The paper proposes a Mixture of Experts (MOE)-powered Prediction-Powered Inference (PPI) framework. It combines multiple available predictors, treating them as experts, to form a composite predictor (F_beta). The core idea is to find the optimal mixture weights (beta*) that minimize the variance of the PPI-based estimator, a distinction from traditional model averaging which often focuses on mean squared error. This "oracle MOE" ensures collective predictive power, a best-expert guarantee, and allows for safe expansion with new models. The framework estimates these optimal weights from labeled data, constructing confidence sets based on the resulting sample MOE. Although introducing a slight bias, theoretical analysis demonstrates this bias is negligible (O(n^-1)) and provides non-asymptotic guarantees for coverage probabilities and normal approximation across various statistical tasks, including mean, quantile, linear, and logistic regression.
Empirical experiments demonstrated that the proposed MOE-powered inference consistently outperformed or matched Prediction-Powered Inference (PPI) using the single best predictor, especially exhibiting robustness under model misspecification. For mean and quantile estimation, the method achieved near-nominal coverage with significantly narrower confidence intervals (e.g., width ratios of 0.2-0.35 compared to conventional methods). In linear and logistic regression, PPI-MOE provided substantial efficiency gains in misspecified (nonlinear) settings (e.g., MOE/Conventional ratio of 0.64), while remaining stable compared to other aggressive PPI alternatives. Furthermore, power analysis showed that PPI-MOE required significantly fewer labeled samples to achieve target statistical power, highlighting its practical efficiency and reduced annotation costs.
The MOE-powered framework offers a practical and robust approach to semi-supervised inference, enabling near-oracle performance without the impracticality of pre-selecting the best individual predictor.
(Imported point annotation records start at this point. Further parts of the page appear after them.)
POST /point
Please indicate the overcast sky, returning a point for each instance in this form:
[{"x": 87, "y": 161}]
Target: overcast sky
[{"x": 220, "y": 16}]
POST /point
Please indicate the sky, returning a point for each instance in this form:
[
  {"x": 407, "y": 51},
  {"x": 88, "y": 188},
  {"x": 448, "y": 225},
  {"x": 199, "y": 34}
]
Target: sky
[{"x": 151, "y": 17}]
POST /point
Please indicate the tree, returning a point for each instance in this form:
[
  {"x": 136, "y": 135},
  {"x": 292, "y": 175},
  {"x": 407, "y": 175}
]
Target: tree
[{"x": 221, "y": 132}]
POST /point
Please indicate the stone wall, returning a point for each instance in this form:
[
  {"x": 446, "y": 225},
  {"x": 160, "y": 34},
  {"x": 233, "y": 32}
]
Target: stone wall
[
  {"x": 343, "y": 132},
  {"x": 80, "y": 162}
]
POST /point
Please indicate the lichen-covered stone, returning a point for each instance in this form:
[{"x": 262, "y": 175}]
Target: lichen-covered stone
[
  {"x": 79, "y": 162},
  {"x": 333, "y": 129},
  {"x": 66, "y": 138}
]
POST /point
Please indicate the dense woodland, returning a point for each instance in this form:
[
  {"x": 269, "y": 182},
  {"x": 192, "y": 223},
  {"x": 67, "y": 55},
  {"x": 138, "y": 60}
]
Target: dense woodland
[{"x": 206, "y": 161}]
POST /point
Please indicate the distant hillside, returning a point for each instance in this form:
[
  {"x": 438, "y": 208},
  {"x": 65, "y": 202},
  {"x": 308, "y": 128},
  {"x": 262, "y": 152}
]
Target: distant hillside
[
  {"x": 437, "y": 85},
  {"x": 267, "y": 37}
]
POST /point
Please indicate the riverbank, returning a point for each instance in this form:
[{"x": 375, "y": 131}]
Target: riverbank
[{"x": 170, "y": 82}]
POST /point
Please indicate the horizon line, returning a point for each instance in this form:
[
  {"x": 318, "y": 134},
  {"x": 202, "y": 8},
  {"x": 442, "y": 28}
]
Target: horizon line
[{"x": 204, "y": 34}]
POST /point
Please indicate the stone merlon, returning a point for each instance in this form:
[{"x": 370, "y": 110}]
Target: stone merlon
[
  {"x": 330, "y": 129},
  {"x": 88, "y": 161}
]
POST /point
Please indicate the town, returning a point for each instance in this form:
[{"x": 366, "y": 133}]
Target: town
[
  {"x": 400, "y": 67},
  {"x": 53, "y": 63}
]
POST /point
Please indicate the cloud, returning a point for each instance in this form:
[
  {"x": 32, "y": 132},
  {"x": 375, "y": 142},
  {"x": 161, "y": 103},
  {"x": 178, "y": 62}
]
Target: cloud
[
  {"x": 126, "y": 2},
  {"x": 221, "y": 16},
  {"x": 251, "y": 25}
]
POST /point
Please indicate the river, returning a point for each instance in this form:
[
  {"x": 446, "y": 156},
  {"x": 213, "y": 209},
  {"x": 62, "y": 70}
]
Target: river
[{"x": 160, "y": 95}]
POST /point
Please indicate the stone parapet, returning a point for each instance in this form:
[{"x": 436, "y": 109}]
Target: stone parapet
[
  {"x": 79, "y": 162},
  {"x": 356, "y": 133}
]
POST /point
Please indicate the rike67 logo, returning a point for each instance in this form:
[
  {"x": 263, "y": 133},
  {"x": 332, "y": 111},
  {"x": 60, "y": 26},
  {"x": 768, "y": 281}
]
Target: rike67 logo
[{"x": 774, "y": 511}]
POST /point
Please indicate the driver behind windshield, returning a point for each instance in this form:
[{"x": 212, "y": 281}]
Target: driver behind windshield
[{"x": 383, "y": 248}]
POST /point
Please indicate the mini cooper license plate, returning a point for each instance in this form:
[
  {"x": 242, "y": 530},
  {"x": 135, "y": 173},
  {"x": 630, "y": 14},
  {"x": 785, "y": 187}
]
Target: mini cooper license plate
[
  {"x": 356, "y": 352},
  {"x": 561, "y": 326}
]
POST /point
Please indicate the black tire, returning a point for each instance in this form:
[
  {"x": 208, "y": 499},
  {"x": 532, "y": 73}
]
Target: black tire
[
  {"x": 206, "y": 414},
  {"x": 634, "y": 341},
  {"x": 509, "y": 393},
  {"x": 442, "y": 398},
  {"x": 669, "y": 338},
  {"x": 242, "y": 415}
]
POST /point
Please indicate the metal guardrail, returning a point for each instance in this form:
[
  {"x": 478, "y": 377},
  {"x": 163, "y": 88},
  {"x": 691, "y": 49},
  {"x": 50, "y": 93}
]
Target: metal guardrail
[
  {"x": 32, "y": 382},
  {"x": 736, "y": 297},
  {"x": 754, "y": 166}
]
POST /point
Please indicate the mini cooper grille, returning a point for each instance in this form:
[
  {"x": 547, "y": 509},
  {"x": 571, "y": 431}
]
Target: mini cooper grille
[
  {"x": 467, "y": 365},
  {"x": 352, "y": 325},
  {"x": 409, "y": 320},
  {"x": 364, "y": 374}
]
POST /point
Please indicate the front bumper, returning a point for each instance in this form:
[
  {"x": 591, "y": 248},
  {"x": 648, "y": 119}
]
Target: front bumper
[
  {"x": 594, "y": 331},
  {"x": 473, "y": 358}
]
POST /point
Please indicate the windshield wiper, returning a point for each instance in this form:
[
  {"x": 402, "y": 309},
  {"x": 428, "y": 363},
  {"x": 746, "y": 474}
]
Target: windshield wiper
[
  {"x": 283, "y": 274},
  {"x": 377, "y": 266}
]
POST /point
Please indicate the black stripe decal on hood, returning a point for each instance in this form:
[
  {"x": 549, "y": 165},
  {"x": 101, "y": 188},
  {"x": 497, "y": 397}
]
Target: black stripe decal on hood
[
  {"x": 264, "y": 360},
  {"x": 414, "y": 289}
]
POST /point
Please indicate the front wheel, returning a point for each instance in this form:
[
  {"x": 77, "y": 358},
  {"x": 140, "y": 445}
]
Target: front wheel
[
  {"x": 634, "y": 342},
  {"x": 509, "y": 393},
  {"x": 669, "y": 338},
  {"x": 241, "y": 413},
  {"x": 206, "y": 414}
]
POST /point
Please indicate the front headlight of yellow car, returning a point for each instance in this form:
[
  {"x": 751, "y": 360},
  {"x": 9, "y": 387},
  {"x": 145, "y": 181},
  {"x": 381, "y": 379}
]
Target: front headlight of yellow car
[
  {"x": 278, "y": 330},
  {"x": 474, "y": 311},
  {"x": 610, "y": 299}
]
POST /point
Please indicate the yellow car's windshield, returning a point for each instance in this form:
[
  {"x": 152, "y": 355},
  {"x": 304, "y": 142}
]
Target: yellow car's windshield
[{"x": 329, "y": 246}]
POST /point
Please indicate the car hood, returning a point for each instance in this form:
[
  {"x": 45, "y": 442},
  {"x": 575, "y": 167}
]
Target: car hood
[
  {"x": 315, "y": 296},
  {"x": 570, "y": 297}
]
It enhances robustness against model misspecification and significantly reduces uncertainty, leading to narrower confidence intervals with reliable coverage. Crucially, this method dramatically improves labeling efficiency, requiring fewer labeled samples to achieve target statistical power, thereby reducing data collection costs. The findings suggest that aggregating experts in an inference-oriented manner is superior to relying on single models or simple averaging, providing a valuable tool for high-quality prediction-powered inference. Future research could extend this to covariate-dependent weighting for further improvements.